Even as Large Language Models such as ChatGPT become increasingly powerful, researchers continue to debate their true capabilities – whether they are merely mimicking the vast quantities of information they are fed, or if they are beginning to show human-like qualities of understanding.
Sanjeev Arora, founding director of Princeton Language and Intelligence, recently explored this debate in a non-technical talk, “Just a Parrot? -- How Language Models Learn, Reason, and Self-Improve.” A crowd of nearly 200 attended the Feb. 18 talk, part of PLI’s Large AI Model Lecture Series.
The idea that LLMs are merely “stochastic parrots,” meaning they create language by repeating information they’ve been fed without any understanding, was first argued in an influential 2021 research paper.
At that time, it was a “reasonable view” to hold, said Arora, who is also the Charles C. Fitzmorris Professor in Computer Science.
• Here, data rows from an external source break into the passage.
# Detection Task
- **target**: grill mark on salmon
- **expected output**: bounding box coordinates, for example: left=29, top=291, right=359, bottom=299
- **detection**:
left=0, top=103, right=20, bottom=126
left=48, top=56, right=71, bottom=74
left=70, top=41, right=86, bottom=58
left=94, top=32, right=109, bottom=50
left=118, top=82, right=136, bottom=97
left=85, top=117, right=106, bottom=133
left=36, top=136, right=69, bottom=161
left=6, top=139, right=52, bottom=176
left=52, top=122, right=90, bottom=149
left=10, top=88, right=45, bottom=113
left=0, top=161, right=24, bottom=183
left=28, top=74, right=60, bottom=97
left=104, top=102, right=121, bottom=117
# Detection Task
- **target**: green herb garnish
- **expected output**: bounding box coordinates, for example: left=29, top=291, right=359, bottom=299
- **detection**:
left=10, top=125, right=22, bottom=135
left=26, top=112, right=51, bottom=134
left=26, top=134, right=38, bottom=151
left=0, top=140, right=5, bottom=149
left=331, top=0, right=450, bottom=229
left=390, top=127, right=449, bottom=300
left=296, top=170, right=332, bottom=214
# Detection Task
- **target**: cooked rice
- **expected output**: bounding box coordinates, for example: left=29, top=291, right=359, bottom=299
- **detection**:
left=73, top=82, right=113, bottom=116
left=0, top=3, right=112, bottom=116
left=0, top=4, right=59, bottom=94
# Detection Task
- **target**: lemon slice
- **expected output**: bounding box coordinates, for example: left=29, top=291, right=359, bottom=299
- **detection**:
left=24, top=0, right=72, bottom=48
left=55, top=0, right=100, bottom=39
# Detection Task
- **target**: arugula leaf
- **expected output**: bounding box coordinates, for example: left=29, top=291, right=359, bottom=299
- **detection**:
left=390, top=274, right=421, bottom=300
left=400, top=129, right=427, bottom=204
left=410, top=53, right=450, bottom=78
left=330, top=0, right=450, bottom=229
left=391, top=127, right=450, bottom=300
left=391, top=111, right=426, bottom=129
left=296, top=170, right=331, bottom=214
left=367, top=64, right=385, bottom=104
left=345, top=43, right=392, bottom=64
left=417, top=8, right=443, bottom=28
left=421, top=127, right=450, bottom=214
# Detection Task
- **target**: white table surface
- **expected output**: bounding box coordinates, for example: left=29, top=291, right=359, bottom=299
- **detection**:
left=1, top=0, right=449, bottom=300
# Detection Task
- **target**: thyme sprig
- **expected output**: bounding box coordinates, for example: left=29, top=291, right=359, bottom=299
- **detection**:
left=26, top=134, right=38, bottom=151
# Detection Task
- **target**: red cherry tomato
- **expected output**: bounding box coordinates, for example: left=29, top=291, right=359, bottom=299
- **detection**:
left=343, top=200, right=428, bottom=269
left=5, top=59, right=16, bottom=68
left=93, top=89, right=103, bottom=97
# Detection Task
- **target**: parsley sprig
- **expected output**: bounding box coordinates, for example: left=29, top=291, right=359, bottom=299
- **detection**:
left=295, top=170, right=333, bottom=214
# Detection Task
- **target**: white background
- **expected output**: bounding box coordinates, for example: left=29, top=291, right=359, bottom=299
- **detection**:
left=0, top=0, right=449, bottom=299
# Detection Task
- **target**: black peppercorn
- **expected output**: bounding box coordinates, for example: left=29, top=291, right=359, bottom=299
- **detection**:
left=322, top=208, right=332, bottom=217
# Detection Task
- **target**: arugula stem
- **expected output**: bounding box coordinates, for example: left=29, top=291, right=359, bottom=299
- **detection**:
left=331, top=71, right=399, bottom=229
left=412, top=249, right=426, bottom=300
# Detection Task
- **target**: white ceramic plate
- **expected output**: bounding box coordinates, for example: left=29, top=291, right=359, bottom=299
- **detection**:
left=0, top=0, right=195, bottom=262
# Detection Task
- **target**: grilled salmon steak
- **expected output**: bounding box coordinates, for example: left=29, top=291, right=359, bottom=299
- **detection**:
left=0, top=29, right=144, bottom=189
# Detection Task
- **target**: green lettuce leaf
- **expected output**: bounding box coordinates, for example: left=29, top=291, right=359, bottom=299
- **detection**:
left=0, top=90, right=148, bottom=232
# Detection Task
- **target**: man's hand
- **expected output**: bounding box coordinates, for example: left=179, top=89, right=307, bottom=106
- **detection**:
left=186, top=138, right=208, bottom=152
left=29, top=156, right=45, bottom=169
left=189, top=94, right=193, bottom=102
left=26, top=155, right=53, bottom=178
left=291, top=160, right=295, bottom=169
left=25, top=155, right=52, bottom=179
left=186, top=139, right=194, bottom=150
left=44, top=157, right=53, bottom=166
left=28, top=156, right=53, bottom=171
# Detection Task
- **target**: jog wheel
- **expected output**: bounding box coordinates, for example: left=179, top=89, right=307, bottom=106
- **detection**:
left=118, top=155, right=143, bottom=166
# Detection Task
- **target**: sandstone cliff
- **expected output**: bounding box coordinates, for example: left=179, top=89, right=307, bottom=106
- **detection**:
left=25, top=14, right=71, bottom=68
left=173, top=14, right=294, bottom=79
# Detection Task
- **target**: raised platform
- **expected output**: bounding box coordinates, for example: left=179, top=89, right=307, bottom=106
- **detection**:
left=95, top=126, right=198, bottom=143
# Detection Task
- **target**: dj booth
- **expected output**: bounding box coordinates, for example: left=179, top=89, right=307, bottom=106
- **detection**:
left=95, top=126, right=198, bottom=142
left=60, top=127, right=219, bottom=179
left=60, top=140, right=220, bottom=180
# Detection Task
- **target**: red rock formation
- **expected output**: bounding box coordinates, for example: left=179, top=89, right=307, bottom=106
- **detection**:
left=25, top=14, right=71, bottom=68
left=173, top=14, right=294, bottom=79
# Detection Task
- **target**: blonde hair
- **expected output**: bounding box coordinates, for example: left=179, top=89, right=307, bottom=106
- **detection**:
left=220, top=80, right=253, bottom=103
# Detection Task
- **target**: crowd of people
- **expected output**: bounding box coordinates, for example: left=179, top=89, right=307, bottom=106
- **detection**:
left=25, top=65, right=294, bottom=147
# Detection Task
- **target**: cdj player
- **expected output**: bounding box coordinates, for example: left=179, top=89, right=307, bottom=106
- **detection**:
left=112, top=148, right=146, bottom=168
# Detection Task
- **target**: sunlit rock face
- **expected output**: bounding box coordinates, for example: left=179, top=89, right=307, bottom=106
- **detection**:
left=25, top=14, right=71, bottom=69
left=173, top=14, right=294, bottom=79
But despite tremendous advances in LLMs since then, he said, the debate continues about whether they are capable of true originality. Arora mentioned an upcoming Princeton event on the subject, where science fiction author Ted Chiang will discuss “The Incompatibilities Between Generative AI and Art.”
In his talk, Arora drew on current research to explain why next-word prediction is more powerful than it looks, and the importance of post training to make LLMs more sophisticated. He described ways in which current models display awareness of their own skills and cognition – in other words, “metacognition.” They have shown capabilities that only six years ago sounded like science fiction, such as helping training other models, or even themselves – a process he labeled as “self-improvement.” Arora also provided an overview of how language models will evolve in the next few years.
Understanding the implications of these advances are crucial for students, educators and researchers today, Arora said.